余談ですが、皮膚常在菌スキンケアで一番極端な、何もつけず、湯でながすだけという「タモリ式入浴法」を、自分流にアレンジして実践してみました。(タモリ式入浴法とは?)
(体のみで髪と顔は除く。季節は4月〜5月。私の肌質は冬になるとかゆみの出る乾燥肌で、ときどきアトピーっぽくなります)
毎日、お茶をひとつまみ入れた湯船につかります。お茶のビタミンCが塩素を除去してくれるので、皮膚常在菌に優しいお湯になります。(ビタミンCを入れてもいいのですが、お湯が酸性になりすぎると良くないという意見があり、投入量の調整が難しいので使いづらいかも)
気になる部分のみ手で軽くこすり、石けんやボディソープは使いませんでした。結果は思ったより良好。体臭が出ることもなく、肌が脂っぽくなったり湿疹が出ることもありませんでした。
何かが劇的に良くなるということはありませんでしたが、「人の体って、洗わなくても案外大丈夫なのだな」という実感は、私にとって興味深い発見でした。

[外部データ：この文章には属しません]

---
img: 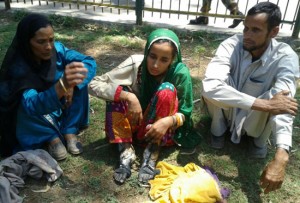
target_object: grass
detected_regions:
[0,11,300,203]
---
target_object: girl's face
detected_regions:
[30,25,54,62]
[147,42,174,80]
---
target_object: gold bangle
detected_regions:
[59,78,68,92]
[172,116,177,128]
[125,92,130,101]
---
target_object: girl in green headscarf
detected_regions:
[89,29,199,185]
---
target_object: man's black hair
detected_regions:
[247,2,281,31]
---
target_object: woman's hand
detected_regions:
[64,88,74,108]
[62,62,88,89]
[145,116,173,144]
[122,91,143,125]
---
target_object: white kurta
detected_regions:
[202,35,299,146]
[89,55,144,101]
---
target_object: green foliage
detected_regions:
[48,14,78,28]
[12,9,29,22]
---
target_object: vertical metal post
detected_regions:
[4,0,10,10]
[135,0,144,25]
[292,6,300,38]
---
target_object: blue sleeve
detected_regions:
[55,42,97,89]
[21,85,63,115]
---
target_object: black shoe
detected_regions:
[228,11,244,28]
[190,16,208,25]
[138,144,160,187]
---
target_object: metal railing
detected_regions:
[5,0,300,38]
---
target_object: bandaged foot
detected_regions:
[114,143,136,184]
[138,144,160,187]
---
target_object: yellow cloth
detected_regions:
[149,161,222,203]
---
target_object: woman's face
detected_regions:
[30,25,54,62]
[147,42,173,79]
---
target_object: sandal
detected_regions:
[138,162,160,187]
[114,143,136,184]
[67,139,83,155]
[114,164,131,184]
[138,144,160,187]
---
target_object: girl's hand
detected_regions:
[144,116,173,144]
[64,88,74,108]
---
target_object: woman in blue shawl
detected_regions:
[0,14,96,160]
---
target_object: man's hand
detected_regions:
[252,90,298,116]
[260,148,289,194]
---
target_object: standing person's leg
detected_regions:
[204,98,231,149]
[105,94,136,184]
[60,87,89,154]
[190,0,212,25]
[222,0,244,28]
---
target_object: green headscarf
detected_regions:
[139,29,200,147]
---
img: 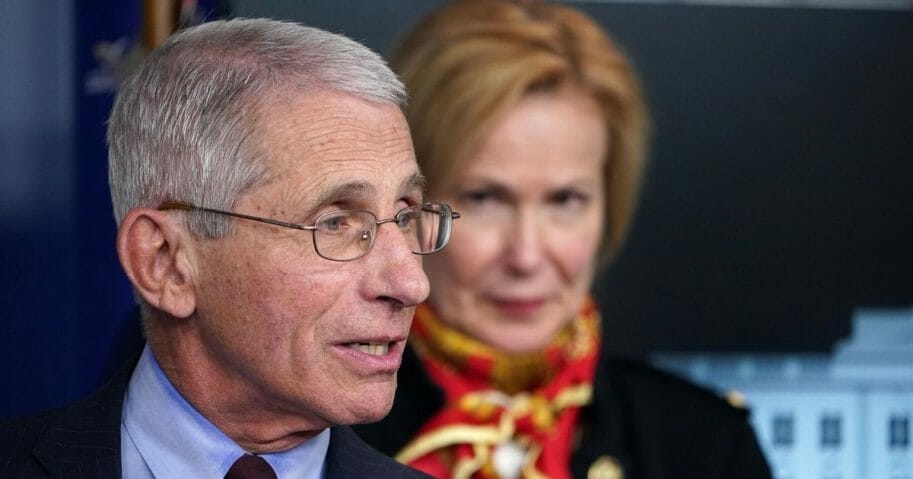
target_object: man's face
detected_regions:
[192,92,429,431]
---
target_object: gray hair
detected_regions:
[108,19,406,238]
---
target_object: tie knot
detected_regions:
[225,454,276,479]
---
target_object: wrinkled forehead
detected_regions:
[249,91,424,209]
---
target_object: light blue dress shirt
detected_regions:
[120,345,330,479]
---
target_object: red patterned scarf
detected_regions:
[396,299,599,479]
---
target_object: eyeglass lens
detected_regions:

毎日洗うのと、まったく洗わないのと、たいした違いがないのだから、やはり今まで無駄に洗いすぎていたのかも。
現在は、みぞおちと背中に少しニキビができたので、2週間に1度ほど、純せっけんをタオルで泡立て、全身を洗っています。また、汗をかいた日も、ワキや足など気になる部分は石けんで洗います。将来、毎日洗う人と差がついたら面白いので、微調整しつつ気長につづけるつもりです。
以上は私の体験した極端な例ですが、自分の肌と相談しながら、自分が気持ちよく過ごせる範囲で、洗うのを少し控えてみるのはオススメです。
2. 消毒・殺菌・抗菌商品を使わない
除菌・殺菌商品は、善玉悪玉の区別なく皮膚にいる菌を殺してしまいます。その結果、皮膚常在菌のバランスが崩れ、肌荒れやニキビをひきおこすことも。病気やケガで医師の指示がある場合はともかく、除菌・殺菌をうたっている商品をむやみに肌に塗るのは避けましょう。
アクネ菌(アクネス菌)はニキビの原因として嫌われており、アクネ菌殺菌をうたった商品もいろいろあります。
アクネ菌は確かにニキビの原因にもなりますが、肌のphを整えて美肌を保つ重要な役割も担っています。それに、1種類の菌だけをピンポイントで殺す事はできませんから、アクネ菌を殺菌しようとすれば、他の有用菌も死んでしまいます。
ニキビには、アクネ菌の殺菌より食事や生活の不摂生を正すこと。よく言われる事で面白くも何ともありませんが、やはりこれが美肌の王道です。
生活を変えなくても、塗るだけでニキビも毛穴もない美肌になる「魔法の化粧品」はありません。